How Long Is the Recovery Period After a Vasectomy?


Inevitably the next couple of days are tender ones, akin to the after-glow of having recently been kicked in the balls. But that fades soon enough and — while pain is a subjective experience — all that’s left then is the bruising, a little swelling and that tingle associated with the healing of a minor wound, enough to keep me from the gym for a few days but that’s about all, though some men report a spell of more ‘chronic’ scrotal pain. The stitches dissolved and no discernible scarring was evident. The desire to jump back into bed took a little time to power up — and not without a little anxiety — but there was, as, so to speak, no loss of function.

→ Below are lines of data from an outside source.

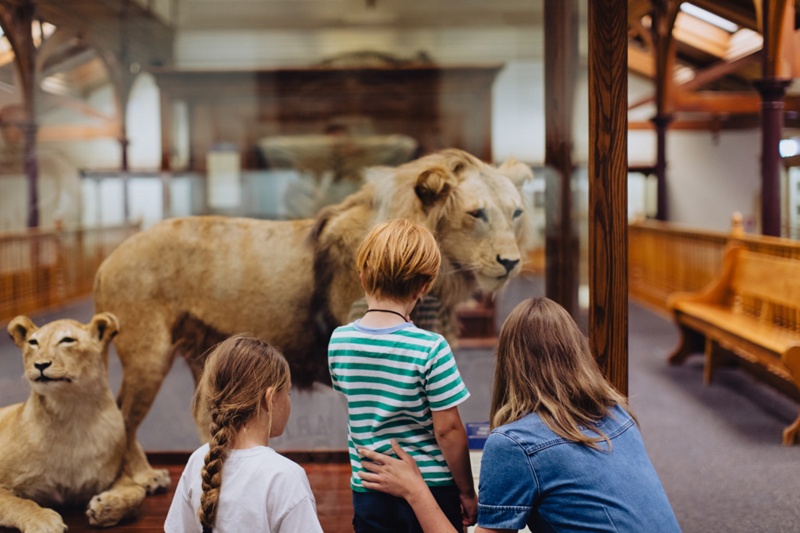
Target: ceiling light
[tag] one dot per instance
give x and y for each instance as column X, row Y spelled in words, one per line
column 707, row 16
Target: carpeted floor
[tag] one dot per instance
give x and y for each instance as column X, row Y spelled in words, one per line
column 717, row 449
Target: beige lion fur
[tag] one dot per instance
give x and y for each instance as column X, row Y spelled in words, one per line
column 187, row 283
column 65, row 444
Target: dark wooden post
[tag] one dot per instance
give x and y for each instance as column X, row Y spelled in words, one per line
column 664, row 14
column 16, row 22
column 662, row 205
column 561, row 63
column 772, row 88
column 772, row 91
column 608, row 197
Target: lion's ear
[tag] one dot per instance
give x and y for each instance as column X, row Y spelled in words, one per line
column 433, row 185
column 20, row 328
column 104, row 326
column 517, row 172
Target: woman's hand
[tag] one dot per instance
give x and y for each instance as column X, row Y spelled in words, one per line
column 396, row 476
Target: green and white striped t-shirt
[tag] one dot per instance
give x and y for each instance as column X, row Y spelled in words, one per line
column 393, row 378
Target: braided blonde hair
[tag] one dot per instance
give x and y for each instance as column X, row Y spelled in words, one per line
column 232, row 389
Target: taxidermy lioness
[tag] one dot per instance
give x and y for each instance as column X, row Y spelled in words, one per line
column 187, row 283
column 66, row 443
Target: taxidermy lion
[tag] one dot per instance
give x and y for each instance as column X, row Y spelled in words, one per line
column 64, row 445
column 187, row 283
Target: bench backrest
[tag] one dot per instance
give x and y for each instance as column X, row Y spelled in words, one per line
column 767, row 287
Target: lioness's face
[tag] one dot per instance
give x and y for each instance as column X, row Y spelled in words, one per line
column 480, row 236
column 64, row 354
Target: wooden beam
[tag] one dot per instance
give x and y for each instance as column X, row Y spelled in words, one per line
column 706, row 75
column 701, row 35
column 727, row 10
column 72, row 132
column 608, row 197
column 711, row 124
column 641, row 62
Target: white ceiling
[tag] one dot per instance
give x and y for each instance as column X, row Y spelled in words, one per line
column 192, row 15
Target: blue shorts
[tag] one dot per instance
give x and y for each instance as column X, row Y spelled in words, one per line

Not that you can do without other forms of contraception just yet — once healing is complete, the process has you submit a semen sample some three months later just to check that sperm content has been successfully curtailed. It’s worth the wait. The benefit to any couple’s sex life, I’d wager, is immeasurable. Neither of you has to think about protection ever again. That’s liberating. It’s sexy. Indeed, a vasectomy is the kindest cut.


Is a Vasectomy Permanent?


A vasectomy is designed to be permanent. That’s why the vast majority of men who have a vasectomy already have children, and are pretty sure about their and their partner’s desire not to have any more. However, Bajic explains that a vasectomy is technically reversible — around 6 percent of American men seek one — though the procedure is much more complicated and typically not covered by insurance and not guaranteed: you may go through a reversal and still not be able to have children. According to a 2020 study, only 33% of partners of younger men and 25% of older men later impregnated their partner.